BLACK THEOLOGY AND ABORIGINAL THEOLOGY
The seeds of contemporary black theology of liberation were nurtured in the USA on July 31, 1966, when the ad hoc National Committee of Negro Churchmen (NCNC) published its “Black Power” statement in the New York Times. Forty-eight black pastors and church administrators in the NCNC from fifteen different denominations and church offices claimed compatibility between Jesus Christ's words and practice and black American culture. Likewise, they asserted a correlation between Jesus' preferential option for the poor and the need for poor and working-class blacks to have power. Restated, Jesus incarnated in black folk culture and revealed himself in black political power.
Similarly, the contemporary foundation for Aboriginal theology (AT) in Australia emerged in the 1960s. Akin to the motivation of black pastors who crafted black theology of liberation, Aboriginal pastors were tired of white (British-descended) churchmen and missionaries telling the indigenous people they were subhuman. Aboriginal people were fed up with white people (mis)speaking with authority on the indigenous people while labeling their culture as primitive and uncivilized.

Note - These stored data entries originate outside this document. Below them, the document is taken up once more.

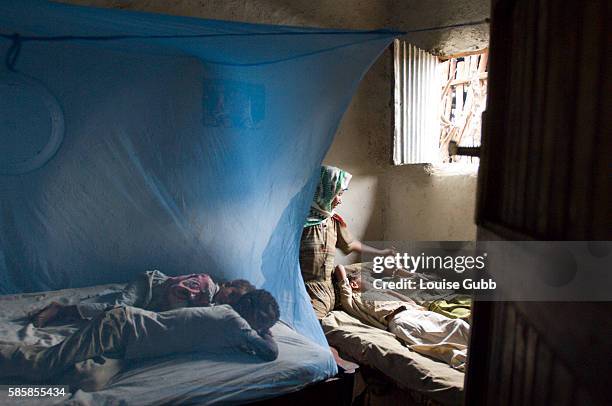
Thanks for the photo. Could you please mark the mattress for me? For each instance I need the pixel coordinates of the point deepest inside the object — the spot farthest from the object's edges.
(232, 378)
(381, 350)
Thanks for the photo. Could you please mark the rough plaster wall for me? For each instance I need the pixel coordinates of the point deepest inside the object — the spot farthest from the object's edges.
(384, 202)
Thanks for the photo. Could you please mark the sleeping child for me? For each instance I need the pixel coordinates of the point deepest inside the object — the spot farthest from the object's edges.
(151, 290)
(132, 333)
(423, 331)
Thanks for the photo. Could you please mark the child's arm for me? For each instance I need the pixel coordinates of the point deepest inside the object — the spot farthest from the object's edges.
(346, 293)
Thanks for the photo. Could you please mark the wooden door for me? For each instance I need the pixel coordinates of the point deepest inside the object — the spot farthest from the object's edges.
(545, 175)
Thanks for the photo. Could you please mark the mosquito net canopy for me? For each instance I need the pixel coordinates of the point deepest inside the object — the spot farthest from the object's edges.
(133, 141)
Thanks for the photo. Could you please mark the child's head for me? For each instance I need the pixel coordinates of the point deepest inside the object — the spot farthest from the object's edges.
(259, 308)
(230, 292)
(354, 277)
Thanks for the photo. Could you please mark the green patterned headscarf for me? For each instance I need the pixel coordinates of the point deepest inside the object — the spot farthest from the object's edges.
(331, 183)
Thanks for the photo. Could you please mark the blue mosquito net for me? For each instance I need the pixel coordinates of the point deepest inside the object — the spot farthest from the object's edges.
(133, 141)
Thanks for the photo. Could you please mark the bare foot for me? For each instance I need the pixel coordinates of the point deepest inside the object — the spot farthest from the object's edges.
(47, 314)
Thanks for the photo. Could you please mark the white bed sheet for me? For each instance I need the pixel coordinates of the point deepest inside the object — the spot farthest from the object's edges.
(233, 378)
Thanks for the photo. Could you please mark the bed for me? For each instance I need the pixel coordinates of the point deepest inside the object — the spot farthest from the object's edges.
(234, 378)
(381, 351)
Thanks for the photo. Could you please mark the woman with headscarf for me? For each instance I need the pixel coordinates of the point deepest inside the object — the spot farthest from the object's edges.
(324, 231)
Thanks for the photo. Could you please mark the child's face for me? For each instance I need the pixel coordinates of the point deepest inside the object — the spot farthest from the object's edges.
(337, 200)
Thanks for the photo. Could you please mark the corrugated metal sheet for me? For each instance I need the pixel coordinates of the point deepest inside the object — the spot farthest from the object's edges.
(417, 102)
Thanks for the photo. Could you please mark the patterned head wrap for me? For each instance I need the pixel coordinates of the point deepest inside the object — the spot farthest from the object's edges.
(331, 183)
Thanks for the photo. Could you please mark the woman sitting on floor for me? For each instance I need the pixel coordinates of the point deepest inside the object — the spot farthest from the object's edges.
(132, 333)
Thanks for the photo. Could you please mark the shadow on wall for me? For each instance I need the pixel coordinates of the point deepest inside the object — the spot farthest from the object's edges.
(425, 207)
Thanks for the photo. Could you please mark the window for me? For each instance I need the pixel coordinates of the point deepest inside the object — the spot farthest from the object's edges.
(436, 101)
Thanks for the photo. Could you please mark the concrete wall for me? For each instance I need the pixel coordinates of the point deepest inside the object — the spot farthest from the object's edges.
(384, 202)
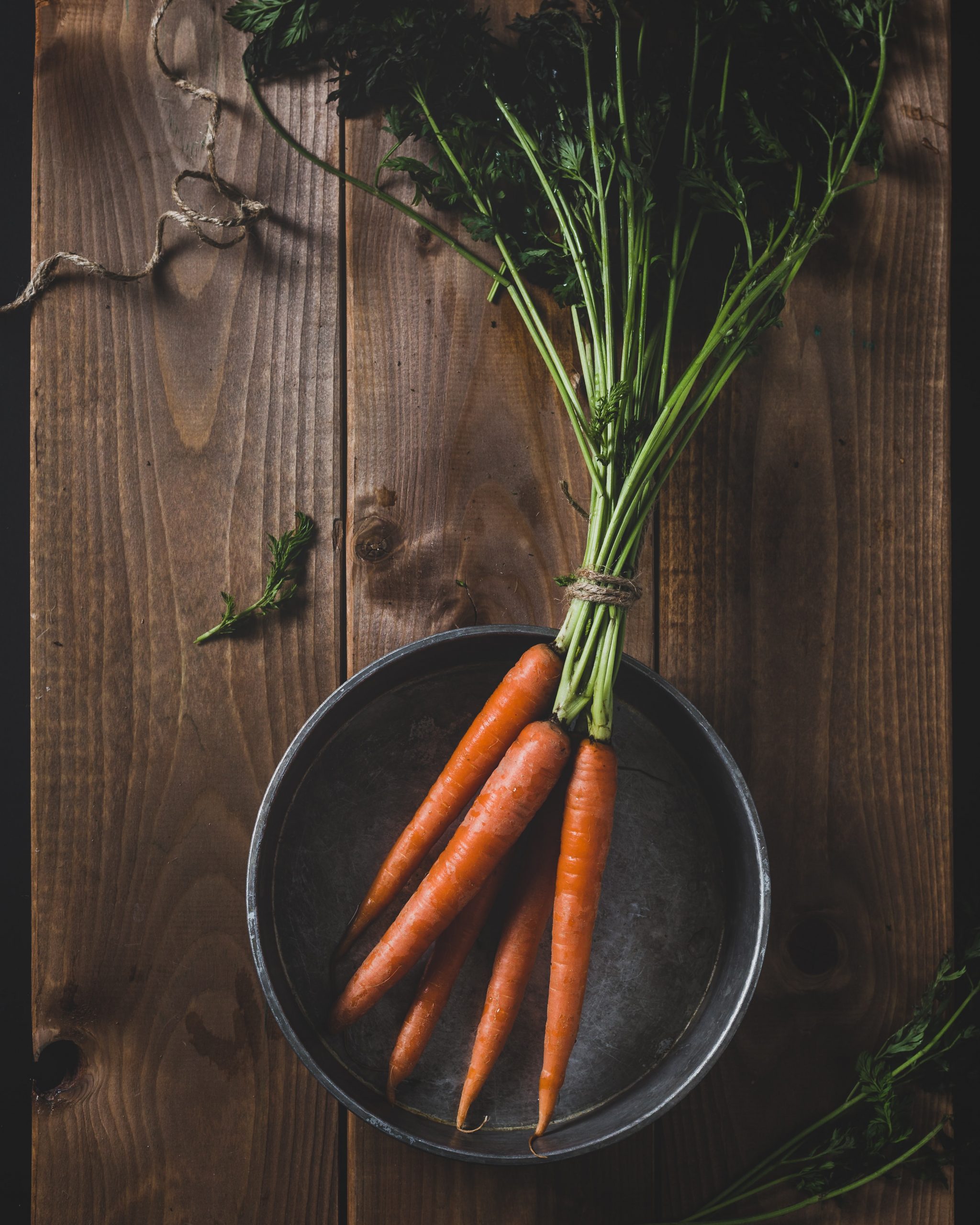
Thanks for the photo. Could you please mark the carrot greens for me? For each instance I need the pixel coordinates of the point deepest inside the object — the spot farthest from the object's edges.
(281, 582)
(662, 169)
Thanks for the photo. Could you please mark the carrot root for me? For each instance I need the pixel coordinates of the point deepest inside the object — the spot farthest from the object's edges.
(524, 695)
(517, 950)
(511, 797)
(449, 953)
(586, 831)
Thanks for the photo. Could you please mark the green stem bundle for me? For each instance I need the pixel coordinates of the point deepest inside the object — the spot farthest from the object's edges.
(570, 177)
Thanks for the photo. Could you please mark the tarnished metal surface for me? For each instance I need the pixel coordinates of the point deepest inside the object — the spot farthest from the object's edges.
(678, 940)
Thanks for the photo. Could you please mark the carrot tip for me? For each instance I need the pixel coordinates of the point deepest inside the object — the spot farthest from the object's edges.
(532, 1138)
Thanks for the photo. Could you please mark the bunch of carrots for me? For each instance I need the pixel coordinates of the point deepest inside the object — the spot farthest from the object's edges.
(663, 171)
(516, 762)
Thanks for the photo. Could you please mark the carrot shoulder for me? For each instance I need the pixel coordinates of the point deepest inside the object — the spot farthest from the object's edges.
(441, 972)
(517, 951)
(586, 831)
(513, 793)
(524, 694)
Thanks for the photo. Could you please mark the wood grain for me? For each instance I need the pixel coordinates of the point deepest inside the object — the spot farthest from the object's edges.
(805, 611)
(174, 423)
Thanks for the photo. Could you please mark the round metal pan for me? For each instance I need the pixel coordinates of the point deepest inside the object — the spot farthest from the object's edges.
(678, 945)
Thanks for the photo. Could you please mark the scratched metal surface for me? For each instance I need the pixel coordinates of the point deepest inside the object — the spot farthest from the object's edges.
(657, 936)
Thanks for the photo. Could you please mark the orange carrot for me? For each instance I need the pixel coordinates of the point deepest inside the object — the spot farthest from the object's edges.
(586, 830)
(524, 694)
(517, 951)
(513, 793)
(449, 953)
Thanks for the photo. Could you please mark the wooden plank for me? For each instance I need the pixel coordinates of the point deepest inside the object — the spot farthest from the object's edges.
(456, 444)
(805, 611)
(174, 423)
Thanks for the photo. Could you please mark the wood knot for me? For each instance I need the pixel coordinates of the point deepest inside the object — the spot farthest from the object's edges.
(377, 539)
(58, 1069)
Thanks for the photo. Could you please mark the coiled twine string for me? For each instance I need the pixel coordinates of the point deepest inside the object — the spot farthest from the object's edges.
(244, 212)
(597, 587)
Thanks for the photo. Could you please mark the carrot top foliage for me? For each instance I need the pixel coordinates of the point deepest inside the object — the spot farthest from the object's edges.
(663, 169)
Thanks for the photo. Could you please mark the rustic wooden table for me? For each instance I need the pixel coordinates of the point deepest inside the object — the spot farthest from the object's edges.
(344, 363)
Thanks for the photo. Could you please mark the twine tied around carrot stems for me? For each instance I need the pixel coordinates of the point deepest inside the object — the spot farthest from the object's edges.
(244, 212)
(598, 587)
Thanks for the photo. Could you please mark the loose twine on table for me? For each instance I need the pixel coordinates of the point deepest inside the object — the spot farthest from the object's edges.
(244, 213)
(597, 587)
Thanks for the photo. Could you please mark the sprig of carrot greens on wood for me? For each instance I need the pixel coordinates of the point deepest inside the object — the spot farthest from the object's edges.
(663, 169)
(874, 1132)
(282, 581)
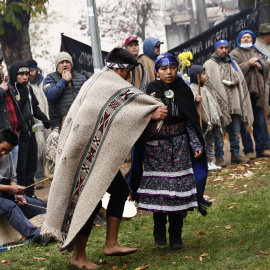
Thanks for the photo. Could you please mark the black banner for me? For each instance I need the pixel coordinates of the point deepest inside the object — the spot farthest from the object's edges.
(202, 46)
(81, 55)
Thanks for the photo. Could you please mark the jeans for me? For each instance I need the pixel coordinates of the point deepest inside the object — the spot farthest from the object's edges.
(209, 140)
(18, 216)
(14, 153)
(233, 130)
(27, 163)
(259, 131)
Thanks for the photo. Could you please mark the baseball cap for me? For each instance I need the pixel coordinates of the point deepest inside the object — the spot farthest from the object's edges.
(158, 43)
(130, 39)
(264, 28)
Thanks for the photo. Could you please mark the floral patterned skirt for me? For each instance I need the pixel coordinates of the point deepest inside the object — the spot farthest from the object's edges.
(168, 182)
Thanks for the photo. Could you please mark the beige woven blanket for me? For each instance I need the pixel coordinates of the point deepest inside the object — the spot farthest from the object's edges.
(104, 122)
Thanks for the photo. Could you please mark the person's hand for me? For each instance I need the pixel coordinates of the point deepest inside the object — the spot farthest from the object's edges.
(258, 66)
(17, 189)
(20, 200)
(252, 61)
(160, 113)
(67, 75)
(46, 123)
(198, 154)
(4, 85)
(198, 98)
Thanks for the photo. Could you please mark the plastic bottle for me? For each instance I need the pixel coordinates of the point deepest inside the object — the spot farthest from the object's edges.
(36, 127)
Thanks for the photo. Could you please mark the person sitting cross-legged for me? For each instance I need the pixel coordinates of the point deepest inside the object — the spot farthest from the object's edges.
(18, 209)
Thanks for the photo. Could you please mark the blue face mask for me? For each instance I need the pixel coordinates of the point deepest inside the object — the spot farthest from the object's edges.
(246, 45)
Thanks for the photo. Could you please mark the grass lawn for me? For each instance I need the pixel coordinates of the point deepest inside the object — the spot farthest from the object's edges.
(234, 235)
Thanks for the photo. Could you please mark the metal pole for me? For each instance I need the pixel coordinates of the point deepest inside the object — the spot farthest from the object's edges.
(192, 31)
(94, 32)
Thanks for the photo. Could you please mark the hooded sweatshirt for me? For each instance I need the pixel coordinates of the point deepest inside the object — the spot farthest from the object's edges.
(211, 113)
(27, 101)
(149, 47)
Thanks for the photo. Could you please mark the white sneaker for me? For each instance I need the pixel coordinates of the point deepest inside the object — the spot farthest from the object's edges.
(213, 167)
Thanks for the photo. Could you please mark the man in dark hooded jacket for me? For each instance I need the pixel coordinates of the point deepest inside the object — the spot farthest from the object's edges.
(28, 105)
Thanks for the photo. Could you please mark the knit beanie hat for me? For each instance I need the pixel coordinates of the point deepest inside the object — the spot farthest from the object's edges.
(62, 56)
(17, 67)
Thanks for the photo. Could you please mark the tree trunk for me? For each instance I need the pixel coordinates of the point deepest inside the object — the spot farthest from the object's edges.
(16, 43)
(264, 9)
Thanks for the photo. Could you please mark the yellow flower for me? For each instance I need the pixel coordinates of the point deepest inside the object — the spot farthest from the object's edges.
(190, 56)
(181, 56)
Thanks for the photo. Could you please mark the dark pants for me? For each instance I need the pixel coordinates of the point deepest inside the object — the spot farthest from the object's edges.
(175, 223)
(27, 163)
(18, 216)
(119, 192)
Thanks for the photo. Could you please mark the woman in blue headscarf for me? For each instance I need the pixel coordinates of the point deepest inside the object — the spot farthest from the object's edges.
(175, 166)
(255, 68)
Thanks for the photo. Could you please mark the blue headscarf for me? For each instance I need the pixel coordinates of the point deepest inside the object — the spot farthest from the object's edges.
(253, 38)
(225, 42)
(165, 59)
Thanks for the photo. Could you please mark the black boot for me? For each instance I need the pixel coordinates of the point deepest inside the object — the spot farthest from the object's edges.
(160, 220)
(175, 230)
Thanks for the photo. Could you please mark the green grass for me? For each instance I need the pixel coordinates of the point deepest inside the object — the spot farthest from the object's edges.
(237, 201)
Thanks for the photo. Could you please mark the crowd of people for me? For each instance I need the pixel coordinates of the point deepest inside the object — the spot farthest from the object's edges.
(79, 132)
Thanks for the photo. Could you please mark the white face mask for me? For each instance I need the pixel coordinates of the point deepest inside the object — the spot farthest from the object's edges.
(246, 45)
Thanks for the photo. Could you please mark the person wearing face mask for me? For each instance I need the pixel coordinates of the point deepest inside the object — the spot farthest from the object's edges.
(29, 107)
(225, 81)
(255, 68)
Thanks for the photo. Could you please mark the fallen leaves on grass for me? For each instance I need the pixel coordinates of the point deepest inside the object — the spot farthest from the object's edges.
(231, 205)
(189, 257)
(203, 256)
(103, 261)
(248, 174)
(38, 258)
(142, 267)
(229, 227)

More positively, in the 1960s a small group of Aboriginal pastors elevated their culture as an authentic site of the ancestors' and Jesus' revelation. And that sacred culture required Aboriginal people to pursue the right of self-determination or political empowerment. Unknown to many outside of Aboriginal communities, these pastors (and many indigenous people today) referred to themselves as black people working with Jesus against structures of white supremacy in the white (British-descended) church in Australia.